7 Mistakes You May Be Making With Your Retirement Savings

  • Saving for retirement is a big financial goal for most people, so you’ll want to avoid mistakes.
  • Not rebalancing your portfolio, investing irrationally, and ignoring 401(k) matches can hurt you.
  • Other mistakes include not saving enough, factoring in all of your retirement expenses, and more.
  • Read more from Personal Finance Insider.

Retirement is one of your biggest financial goals, and while many of us have years (or decades) left, the small decisions you make now can have a big impact on your golden years.

According to the Federal Reserve, 44% of non-retired adults believe they are not on track to retire. One in four non-retired adults say they have no retirement savings.

There are some common mistakes savers make that can quickly derail your savings and make it difficult to get back on track. Avoiding these mistakes early on can save you in the long run.

1. You are not rebalancing your portfolio over time

Rebalancing your portfolio can help ensure that it is diversified and on track to meet your goals. It also helps mitigate market swings. Most savers will switch their investments to more conservative options as they get closer to retirement age.

You should rebalance periodically, about once a year, and only make modest adjustments to your plan. If you have multiple retirement accounts, it’s important to consider allocating your entire portfolio, not just each individual account.

Want a more practical approach? Many 401(k) plans give you the option to invest in a target date fund, helping you automate investing through a fund that adjusts as you approach retirement age.

2. You are choosing your own investment strategy

Some savers manage their retirement investment strategy themselves, putting their savings in a taxable brokerage account, which can mean lower fees, a broader selection of investments and potentially higher returns.

But actively managing your retirement funds is riskier and more time consuming. We often invest irrationally, and the last thing you want is for your behavioral biases to get in the way of your retirement. Not to mention, you won’t get the tax deferral and employer matching benefits that 401(k)s have if you go it alone.

3. You are ignoring the company party

If your employer offers a 401(k) match, take advantage of it! Sign up and make sure you’re contributing at least up to the amount of the counterpart; after all, it is free money.

For example, if your employer has a 5% matching contribution, be sure to contribute at least 5% of your income, as long as you are below the total contribution limits.

4. You change jobs too often

I’m not a professional advisor, so I can’t tell you if staying in a certain job is good for your career. But I can tell you that changing jobs many times over the years can mean leaving potential retirement savings behind.

Many employers offer contributions to their 401(k) plan, profit-sharing plan, or stock options. However, there is a catch: the majority must be “vested” for a certain number of years before you get full ownership of the money. Most award schedules range from three to five years.

Before you send out the two-week notice, be sure to check what your vesting schedule is. If you’re close to your deadline, you may want to consider whether it’s worth changing jobs leaving that money behind.

If you change jobs, don’t forget to transfer your old savings plan to your new one. Switching your old 401(k) to another plan could save you money in the long run with lower fees. Sometimes you’ll also have a broader selection of investments in your new plan.

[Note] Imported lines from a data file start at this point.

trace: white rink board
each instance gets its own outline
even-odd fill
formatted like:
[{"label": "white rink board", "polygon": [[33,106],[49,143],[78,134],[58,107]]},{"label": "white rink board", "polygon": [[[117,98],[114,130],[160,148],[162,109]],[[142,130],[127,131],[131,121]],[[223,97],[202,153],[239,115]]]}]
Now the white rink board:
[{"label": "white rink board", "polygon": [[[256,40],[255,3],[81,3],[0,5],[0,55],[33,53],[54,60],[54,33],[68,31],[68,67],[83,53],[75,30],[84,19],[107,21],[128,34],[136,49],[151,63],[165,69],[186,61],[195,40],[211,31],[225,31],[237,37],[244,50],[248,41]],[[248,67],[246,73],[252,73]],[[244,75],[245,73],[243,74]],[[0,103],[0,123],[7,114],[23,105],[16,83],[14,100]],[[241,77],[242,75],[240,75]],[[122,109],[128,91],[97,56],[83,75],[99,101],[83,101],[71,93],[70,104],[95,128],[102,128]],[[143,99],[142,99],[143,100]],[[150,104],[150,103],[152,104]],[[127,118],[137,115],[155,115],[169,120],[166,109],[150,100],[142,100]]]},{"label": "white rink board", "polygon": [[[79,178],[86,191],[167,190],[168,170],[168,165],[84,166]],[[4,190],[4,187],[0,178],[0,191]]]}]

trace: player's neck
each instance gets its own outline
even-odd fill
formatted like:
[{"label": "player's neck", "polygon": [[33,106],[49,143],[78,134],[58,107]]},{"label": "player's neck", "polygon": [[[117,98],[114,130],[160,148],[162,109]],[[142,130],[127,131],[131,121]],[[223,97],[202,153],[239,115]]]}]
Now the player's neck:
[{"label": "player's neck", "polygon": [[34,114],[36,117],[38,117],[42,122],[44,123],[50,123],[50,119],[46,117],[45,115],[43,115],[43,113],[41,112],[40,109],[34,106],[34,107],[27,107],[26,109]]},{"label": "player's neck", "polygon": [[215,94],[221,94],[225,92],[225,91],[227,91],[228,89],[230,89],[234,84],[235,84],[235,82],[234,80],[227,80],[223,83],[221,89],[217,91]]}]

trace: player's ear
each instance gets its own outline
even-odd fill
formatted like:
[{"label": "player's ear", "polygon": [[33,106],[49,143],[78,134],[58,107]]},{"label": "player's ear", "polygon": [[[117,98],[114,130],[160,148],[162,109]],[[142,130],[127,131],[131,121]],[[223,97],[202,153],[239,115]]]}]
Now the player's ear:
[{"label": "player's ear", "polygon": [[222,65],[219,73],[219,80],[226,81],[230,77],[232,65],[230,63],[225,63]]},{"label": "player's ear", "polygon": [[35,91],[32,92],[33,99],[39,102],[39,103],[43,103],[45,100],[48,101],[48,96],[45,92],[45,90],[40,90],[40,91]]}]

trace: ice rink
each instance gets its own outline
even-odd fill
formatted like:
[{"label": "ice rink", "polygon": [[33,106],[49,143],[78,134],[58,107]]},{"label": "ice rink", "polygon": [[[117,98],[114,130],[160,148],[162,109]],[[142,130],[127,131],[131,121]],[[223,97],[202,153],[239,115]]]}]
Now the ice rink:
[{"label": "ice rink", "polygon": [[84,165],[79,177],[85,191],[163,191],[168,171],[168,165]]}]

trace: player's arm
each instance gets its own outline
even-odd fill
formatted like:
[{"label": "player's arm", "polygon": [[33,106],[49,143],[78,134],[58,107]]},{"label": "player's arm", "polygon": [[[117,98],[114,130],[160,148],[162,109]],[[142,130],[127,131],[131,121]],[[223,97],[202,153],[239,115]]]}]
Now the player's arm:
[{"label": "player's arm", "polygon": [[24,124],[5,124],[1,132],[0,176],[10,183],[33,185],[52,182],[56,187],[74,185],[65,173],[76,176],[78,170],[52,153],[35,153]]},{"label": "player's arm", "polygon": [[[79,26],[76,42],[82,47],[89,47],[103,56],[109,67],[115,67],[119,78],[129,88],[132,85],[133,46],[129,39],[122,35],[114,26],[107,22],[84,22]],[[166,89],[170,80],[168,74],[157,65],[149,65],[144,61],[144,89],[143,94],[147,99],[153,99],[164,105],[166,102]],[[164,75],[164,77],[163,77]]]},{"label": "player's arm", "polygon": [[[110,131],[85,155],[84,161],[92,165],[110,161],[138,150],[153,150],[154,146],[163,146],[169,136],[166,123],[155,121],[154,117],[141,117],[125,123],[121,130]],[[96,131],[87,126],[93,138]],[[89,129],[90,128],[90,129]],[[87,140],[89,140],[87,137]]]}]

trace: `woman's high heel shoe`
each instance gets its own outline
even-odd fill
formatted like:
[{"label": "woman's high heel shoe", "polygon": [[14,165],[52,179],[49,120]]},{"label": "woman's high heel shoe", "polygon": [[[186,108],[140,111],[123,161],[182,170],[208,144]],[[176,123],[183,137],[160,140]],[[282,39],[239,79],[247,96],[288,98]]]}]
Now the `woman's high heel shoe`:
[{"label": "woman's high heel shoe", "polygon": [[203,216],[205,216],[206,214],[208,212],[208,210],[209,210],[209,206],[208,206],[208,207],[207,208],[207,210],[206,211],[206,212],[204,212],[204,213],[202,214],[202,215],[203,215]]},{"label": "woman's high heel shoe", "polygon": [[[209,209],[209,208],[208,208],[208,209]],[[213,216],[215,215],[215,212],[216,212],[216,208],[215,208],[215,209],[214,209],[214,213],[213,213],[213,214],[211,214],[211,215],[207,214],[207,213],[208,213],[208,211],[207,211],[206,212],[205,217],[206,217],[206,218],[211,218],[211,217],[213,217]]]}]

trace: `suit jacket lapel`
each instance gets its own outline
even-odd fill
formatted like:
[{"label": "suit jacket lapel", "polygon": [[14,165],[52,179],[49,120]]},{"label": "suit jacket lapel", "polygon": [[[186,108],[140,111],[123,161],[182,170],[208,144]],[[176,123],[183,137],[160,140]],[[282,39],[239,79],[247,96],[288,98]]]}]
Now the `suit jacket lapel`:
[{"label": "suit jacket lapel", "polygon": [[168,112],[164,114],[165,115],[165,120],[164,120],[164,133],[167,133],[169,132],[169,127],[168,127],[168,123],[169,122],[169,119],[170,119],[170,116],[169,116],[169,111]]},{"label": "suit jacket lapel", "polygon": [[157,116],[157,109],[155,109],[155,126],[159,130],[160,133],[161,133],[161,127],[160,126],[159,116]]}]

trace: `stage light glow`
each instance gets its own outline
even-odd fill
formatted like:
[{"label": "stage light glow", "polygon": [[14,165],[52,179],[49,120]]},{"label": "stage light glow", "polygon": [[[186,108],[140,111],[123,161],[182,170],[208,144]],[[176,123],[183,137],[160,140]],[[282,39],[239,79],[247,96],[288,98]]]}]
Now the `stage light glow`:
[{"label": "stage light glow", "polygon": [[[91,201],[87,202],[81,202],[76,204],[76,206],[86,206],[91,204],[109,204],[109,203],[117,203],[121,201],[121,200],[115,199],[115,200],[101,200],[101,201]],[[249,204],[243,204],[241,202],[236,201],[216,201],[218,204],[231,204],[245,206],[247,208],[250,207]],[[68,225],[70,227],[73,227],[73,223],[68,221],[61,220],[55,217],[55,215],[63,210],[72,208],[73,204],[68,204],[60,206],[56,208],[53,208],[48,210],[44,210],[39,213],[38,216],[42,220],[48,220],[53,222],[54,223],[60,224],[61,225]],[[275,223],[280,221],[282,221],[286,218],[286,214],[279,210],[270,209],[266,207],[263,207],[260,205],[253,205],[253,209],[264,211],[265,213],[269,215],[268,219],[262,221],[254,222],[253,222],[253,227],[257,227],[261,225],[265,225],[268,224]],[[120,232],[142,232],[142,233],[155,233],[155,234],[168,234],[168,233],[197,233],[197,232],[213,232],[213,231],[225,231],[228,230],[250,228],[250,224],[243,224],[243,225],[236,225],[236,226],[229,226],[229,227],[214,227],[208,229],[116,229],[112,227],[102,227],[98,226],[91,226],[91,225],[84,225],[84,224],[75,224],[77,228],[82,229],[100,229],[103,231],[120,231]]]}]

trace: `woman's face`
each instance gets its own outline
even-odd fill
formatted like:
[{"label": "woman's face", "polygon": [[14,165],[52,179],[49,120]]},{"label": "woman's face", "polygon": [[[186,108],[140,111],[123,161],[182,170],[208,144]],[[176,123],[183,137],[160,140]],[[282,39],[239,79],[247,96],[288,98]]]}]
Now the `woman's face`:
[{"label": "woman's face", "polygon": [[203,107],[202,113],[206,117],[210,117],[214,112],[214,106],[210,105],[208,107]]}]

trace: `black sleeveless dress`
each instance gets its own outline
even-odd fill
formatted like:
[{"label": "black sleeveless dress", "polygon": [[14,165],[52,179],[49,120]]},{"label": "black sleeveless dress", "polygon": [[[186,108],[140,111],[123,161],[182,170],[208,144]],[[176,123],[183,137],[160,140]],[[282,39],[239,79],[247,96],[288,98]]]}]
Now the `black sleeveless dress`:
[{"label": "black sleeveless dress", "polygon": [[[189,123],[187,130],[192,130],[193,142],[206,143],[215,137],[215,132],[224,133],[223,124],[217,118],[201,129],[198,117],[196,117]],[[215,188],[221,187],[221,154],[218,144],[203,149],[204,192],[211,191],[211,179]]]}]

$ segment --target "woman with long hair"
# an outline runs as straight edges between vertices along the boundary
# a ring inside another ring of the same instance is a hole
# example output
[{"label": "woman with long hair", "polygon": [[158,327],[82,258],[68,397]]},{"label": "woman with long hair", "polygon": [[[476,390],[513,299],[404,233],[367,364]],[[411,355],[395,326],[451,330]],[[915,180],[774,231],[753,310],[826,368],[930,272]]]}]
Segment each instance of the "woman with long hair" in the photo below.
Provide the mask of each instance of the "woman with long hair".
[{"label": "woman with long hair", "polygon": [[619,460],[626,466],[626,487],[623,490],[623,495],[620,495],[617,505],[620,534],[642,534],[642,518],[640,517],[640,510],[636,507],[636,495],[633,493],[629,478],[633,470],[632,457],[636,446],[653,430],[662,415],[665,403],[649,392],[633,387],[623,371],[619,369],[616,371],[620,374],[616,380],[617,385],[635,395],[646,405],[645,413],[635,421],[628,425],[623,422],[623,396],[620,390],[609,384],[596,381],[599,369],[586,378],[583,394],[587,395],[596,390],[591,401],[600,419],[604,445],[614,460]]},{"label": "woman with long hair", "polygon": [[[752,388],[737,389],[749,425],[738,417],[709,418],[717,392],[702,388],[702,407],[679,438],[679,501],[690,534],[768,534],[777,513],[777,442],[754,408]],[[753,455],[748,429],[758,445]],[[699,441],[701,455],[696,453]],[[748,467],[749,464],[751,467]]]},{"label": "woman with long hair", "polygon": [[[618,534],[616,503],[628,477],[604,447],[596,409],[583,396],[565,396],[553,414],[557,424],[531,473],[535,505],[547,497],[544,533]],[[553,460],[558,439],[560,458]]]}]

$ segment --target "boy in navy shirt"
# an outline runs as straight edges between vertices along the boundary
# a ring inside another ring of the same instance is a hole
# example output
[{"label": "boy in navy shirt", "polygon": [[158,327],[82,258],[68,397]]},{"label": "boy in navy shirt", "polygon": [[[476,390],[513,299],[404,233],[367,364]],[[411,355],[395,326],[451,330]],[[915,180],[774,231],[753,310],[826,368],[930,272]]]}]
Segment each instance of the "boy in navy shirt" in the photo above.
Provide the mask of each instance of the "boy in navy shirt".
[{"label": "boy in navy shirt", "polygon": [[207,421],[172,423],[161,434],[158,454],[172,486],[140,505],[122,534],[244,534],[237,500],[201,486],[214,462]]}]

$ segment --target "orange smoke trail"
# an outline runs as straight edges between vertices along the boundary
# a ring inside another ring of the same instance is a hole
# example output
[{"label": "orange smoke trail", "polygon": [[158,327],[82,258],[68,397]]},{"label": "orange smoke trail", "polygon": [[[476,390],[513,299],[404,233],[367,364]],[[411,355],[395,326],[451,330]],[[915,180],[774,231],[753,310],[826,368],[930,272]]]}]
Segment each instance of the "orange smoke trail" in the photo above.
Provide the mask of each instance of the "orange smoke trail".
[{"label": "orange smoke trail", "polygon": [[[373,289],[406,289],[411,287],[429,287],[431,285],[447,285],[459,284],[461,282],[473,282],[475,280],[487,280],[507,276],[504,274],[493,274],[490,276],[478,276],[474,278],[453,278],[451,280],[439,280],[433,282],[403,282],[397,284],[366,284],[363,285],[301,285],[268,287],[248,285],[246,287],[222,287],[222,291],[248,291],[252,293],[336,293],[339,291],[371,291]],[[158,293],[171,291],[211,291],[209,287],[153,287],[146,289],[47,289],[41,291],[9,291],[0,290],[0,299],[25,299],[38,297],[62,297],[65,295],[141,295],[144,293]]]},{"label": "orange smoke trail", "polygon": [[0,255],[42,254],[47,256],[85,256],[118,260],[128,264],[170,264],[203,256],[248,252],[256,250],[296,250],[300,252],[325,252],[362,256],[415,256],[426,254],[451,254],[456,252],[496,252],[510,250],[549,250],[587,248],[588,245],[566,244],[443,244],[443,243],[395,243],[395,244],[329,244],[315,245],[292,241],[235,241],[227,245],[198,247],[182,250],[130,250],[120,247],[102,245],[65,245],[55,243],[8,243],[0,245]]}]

5. You are forgetting about tax diversification

Taxes affect how much money you can keep in retirement, and tax diversification is a strategy to help your money last in retirement. Your retirement accounts contain tax-deferred, taxable and tax-free funds. Creating a strategy that takes into account the various tax treatments of your accounts can help you save money and give you more flexibility in how you access your savings.

A good example of this is combining your pre-tax 401(k) savings, which are taxed when you withdraw them, with Roth contributions, which are tax-free in retirement.

6. You are not considering all your retirement expenses

We would all love to stay healthy for the rest of our lives. But the reality is that you may face a healthcare-related expense or even need long-term care, costs that are vastly underestimated. Some models estimate that a couple retiring at age 65 will need between $197,000 and $285,000 just for health care expenses.

While it can be difficult to predict what your medical needs will be in retirement, estimating your costs and making a plan can help you avoid negative financial outcomes. I also recommend looking into long-term care insurance to help cover future costs.

7. You are not saving enough

The biggest mistake I see others make when saving for retirement? That they are not saving enough, or at all!

Saving for retirement takes years, and starting early gives you more time to set aside money, make a plan, and take advantage of compound interest. The longer you wait to save, the more daunting and stressful it can seem.

Keep in mind that these are mistakes many people make when saving for retirement – ​​I’ve fallen for it before me! But having a clear plan and sticking to it will help you stay committed to his goal and ensure that his golden years are truly golden.